Daniel Pink, in his essential-reading book : Drive (the surprising truth about what motivates us), draws on four decades of scientific research on human motivation, and exposes the mismatch between what science knows and what business does. "He demonstrates that while carrots and sticks worked successfully in the twentieth century, that’s precisely the wrong way to motivate people for today’s challenges. In Drive, he examines the three elements of true motivation—autonomy, mastery, and purpose". It turns out that Creative people (and these are not just in ad agencies) are motivated by these factors, more than by money and money-based incentive.  They are intrinsically motivated by the almost impossible task to do something that has never been done, the challenge, the craft. A quote from his book by Tom Kelly, GM, IDEO, is "the ultimate freedom for creative groups is the freedom to experiment with new ideas. Some skeptics insist that innovation is expensive. In the long run, innovation is cheap. Mediocrity is expensive...".

The last point I would make is this: a recent study seems to to confirm a 1993 study on what the most important criteria were to SA Marketers in the selection of an ad agency. In the 1993 study, the top two criteria were equally important: they were "creative reputation" and "understand my business". In a new study conducted by two Professors at UNISA in 2010, they found that the : "Critical selection criteria mostly include issues related to functionality, reputation and price... When advertisers appoint advertising agencies, the level of creativity is considered by 99% of respondents to be either critical (81%) or important (19%)."  How, then, in heavens name does an agency get a 'creative reputation' without entering and winning awards?
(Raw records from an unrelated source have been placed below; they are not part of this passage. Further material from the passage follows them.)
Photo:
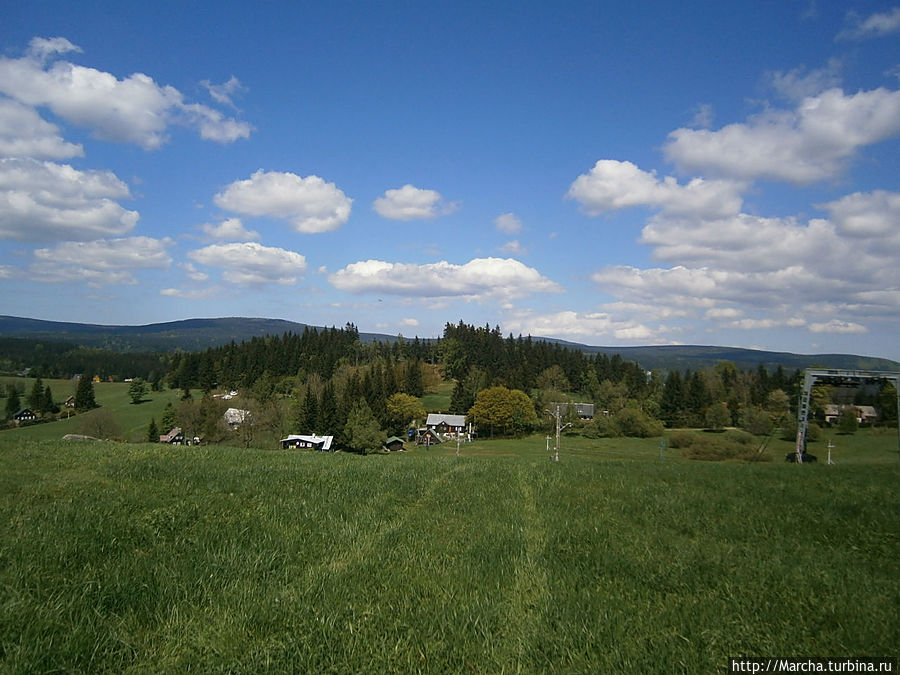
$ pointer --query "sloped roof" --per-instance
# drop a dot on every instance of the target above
(324, 441)
(435, 419)
(236, 416)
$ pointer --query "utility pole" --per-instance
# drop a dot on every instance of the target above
(557, 415)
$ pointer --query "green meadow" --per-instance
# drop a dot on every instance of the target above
(143, 558)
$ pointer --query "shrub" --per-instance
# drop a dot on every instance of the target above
(756, 420)
(733, 444)
(604, 426)
(681, 439)
(638, 424)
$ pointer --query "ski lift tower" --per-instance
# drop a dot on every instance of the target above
(837, 377)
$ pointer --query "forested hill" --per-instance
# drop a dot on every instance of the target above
(199, 334)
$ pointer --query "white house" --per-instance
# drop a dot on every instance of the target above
(234, 417)
(311, 442)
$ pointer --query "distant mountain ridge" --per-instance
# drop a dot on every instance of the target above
(200, 334)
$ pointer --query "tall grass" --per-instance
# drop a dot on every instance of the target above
(156, 559)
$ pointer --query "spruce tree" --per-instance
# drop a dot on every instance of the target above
(13, 403)
(36, 398)
(84, 394)
(153, 431)
(47, 405)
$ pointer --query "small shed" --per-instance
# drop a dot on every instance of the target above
(174, 437)
(393, 444)
(25, 415)
(307, 442)
(235, 417)
(446, 424)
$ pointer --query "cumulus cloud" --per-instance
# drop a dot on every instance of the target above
(581, 325)
(513, 248)
(42, 48)
(477, 279)
(809, 143)
(101, 262)
(863, 215)
(24, 133)
(44, 201)
(873, 26)
(508, 223)
(837, 326)
(231, 229)
(249, 263)
(309, 204)
(132, 110)
(224, 93)
(612, 184)
(799, 83)
(412, 203)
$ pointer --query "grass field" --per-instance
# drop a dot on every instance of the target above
(112, 397)
(142, 558)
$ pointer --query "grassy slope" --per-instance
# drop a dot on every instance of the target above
(144, 558)
(112, 397)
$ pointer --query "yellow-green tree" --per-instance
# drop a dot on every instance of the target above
(504, 411)
(403, 410)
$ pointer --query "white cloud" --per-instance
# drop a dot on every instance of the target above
(101, 262)
(876, 25)
(513, 248)
(250, 263)
(703, 116)
(24, 133)
(193, 273)
(478, 279)
(723, 313)
(612, 184)
(191, 294)
(582, 325)
(310, 204)
(800, 83)
(44, 201)
(131, 110)
(412, 203)
(804, 145)
(874, 214)
(224, 93)
(508, 223)
(42, 48)
(231, 229)
(837, 326)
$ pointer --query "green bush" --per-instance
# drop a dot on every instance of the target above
(638, 424)
(732, 444)
(604, 426)
(756, 420)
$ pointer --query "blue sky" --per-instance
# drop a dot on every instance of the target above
(608, 173)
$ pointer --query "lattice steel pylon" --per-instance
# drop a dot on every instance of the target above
(812, 375)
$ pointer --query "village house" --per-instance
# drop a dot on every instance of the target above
(585, 411)
(307, 442)
(393, 444)
(234, 417)
(25, 415)
(865, 414)
(174, 437)
(446, 424)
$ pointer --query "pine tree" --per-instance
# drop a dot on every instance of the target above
(170, 417)
(327, 418)
(47, 405)
(13, 402)
(153, 431)
(36, 398)
(84, 394)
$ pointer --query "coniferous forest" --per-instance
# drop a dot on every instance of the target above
(328, 381)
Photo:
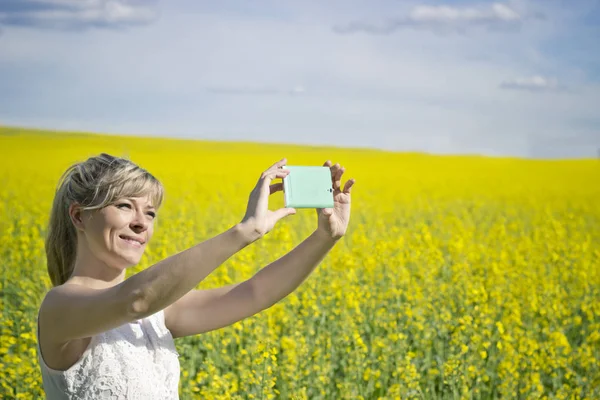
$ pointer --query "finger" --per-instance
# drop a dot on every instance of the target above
(268, 176)
(278, 164)
(348, 185)
(283, 212)
(337, 180)
(276, 187)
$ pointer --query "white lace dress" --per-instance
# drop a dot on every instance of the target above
(137, 360)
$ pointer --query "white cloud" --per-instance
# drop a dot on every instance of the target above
(252, 76)
(444, 18)
(533, 83)
(64, 14)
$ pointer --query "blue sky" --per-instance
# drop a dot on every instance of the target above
(518, 78)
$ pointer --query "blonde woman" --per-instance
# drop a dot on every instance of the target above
(103, 336)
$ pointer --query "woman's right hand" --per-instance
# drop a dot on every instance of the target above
(259, 220)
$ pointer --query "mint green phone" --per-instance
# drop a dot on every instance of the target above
(308, 187)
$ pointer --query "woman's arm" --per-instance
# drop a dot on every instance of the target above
(201, 311)
(204, 310)
(73, 311)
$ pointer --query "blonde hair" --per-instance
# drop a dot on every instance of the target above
(95, 183)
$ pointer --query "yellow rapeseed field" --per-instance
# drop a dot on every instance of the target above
(459, 278)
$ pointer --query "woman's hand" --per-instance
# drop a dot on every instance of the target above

It's the ad agencies' own marketing tool, using a factor that is relevant to their clients. And if it wasn't relevant, why do marketers rate it so highly?

To go back to that figure of 20% of advertising being wasted: Chris Moerdyk estimates the value of that to be R4billion a year. Imagine if, of the remaining 80%, only 10% (if that)  is as good creatively as it should or could be. That means that around R14billion's worth of SA's advertising  is mediocre. Now that is a real waste.